Купцы из Дациня часто посещали Фунань [Камбоджа], Йинань [северный Трунбо] и Тяочжи [у устья Красной реки, близ Ханоя]. Однако из жителей этого пограничного государства лишь немногие добирались до Дациня [Римской империи].[3]

* * *

Составителю «Перипла Эритрейского моря» (гл. 55) Индийский океан был известен лишь до Малакки. О странах, лежащих дальше на восток, он имел самые смутные сведения, пользуясь различными слухами. Однако благодаря этим сведениям он первый употребил название «Тина». Примерно четверть столетия спустя географические представления о Дальнем Востоке и о водах, граничащих с Тихим океаном, значительно расширились благодаря ревностным исследованиям Марина Тирского, исключительно ценное и оригинальное произведение которого «Исправление географической карты» (Διόρθωσις τοῦ γεωγραθικοῦ πίνακος), к сожалению, утеряно. Но исследование Марина Тирского послужило основой для величественной картины мира, нарисованной Птолемеем. Блестяще развитая Птолемеем система географических координат, которой он пользовался для обозначения всех известных ему пунктов, была уже подробно разработана Марином.

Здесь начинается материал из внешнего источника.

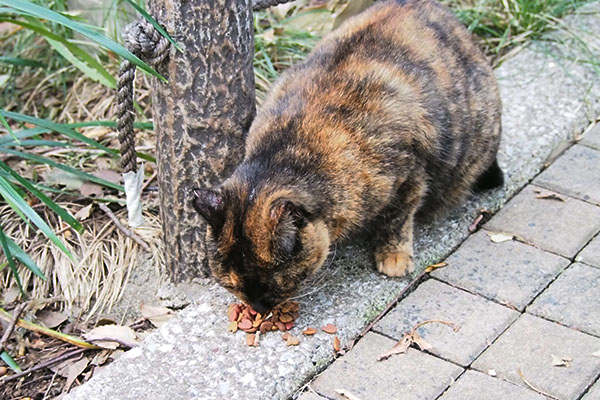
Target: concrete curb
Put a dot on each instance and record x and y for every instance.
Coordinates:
(548, 99)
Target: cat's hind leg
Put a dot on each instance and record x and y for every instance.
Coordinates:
(394, 247)
(395, 257)
(491, 178)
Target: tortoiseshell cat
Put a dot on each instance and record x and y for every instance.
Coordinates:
(395, 112)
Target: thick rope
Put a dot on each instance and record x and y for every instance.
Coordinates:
(148, 44)
(143, 40)
(258, 5)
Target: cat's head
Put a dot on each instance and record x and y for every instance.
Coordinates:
(261, 246)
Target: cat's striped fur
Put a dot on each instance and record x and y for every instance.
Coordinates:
(396, 111)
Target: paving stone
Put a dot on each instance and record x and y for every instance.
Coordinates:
(561, 227)
(593, 393)
(510, 272)
(480, 320)
(592, 138)
(572, 300)
(528, 346)
(591, 253)
(477, 385)
(575, 173)
(414, 375)
(310, 396)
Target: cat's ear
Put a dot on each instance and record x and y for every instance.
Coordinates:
(209, 204)
(288, 219)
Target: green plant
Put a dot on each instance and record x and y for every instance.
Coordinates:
(55, 27)
(503, 25)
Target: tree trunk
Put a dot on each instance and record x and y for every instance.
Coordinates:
(201, 115)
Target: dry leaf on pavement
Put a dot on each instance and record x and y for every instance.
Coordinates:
(499, 237)
(111, 336)
(435, 266)
(475, 224)
(336, 344)
(413, 337)
(561, 361)
(346, 394)
(422, 343)
(548, 196)
(156, 315)
(399, 348)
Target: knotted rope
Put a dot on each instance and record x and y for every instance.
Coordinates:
(144, 41)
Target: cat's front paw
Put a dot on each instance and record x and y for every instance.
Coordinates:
(394, 262)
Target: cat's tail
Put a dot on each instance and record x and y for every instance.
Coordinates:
(491, 178)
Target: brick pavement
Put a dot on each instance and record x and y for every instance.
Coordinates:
(522, 305)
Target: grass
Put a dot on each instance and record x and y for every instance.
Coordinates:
(505, 25)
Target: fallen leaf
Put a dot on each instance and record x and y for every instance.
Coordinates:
(561, 361)
(475, 225)
(84, 213)
(435, 266)
(111, 336)
(336, 344)
(285, 318)
(309, 331)
(50, 319)
(292, 341)
(101, 357)
(548, 196)
(329, 328)
(346, 394)
(56, 176)
(156, 315)
(413, 337)
(399, 348)
(499, 237)
(89, 189)
(422, 343)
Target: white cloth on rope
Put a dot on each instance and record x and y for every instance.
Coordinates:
(133, 193)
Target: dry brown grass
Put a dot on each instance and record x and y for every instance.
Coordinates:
(105, 258)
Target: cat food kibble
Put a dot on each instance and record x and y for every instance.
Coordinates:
(245, 318)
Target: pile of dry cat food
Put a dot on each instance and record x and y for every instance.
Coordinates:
(282, 319)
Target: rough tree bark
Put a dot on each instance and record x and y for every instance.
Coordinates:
(201, 115)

Несомненно, [407] что при этом вкрались весьма значительные ошибки, и все же труд Марина сам по себе поразителен.[4] Исследования Марина имели особо важное значение для получения новых, важных сведений о Дальнем Востоке, которые за немногие десятилетия до него были совершенно неизвестны автору «Перипла Эритрейского моря».

Рис. 4. Карта мира, составленная предшественником Птолемея Марином Тирским. Реконструкция Хонигманом. См. Pauly-Wissоwa, Real-Encyclopädie der klassischen Altertumswissenschait, В. XIV, S. 1785, 1786. [408]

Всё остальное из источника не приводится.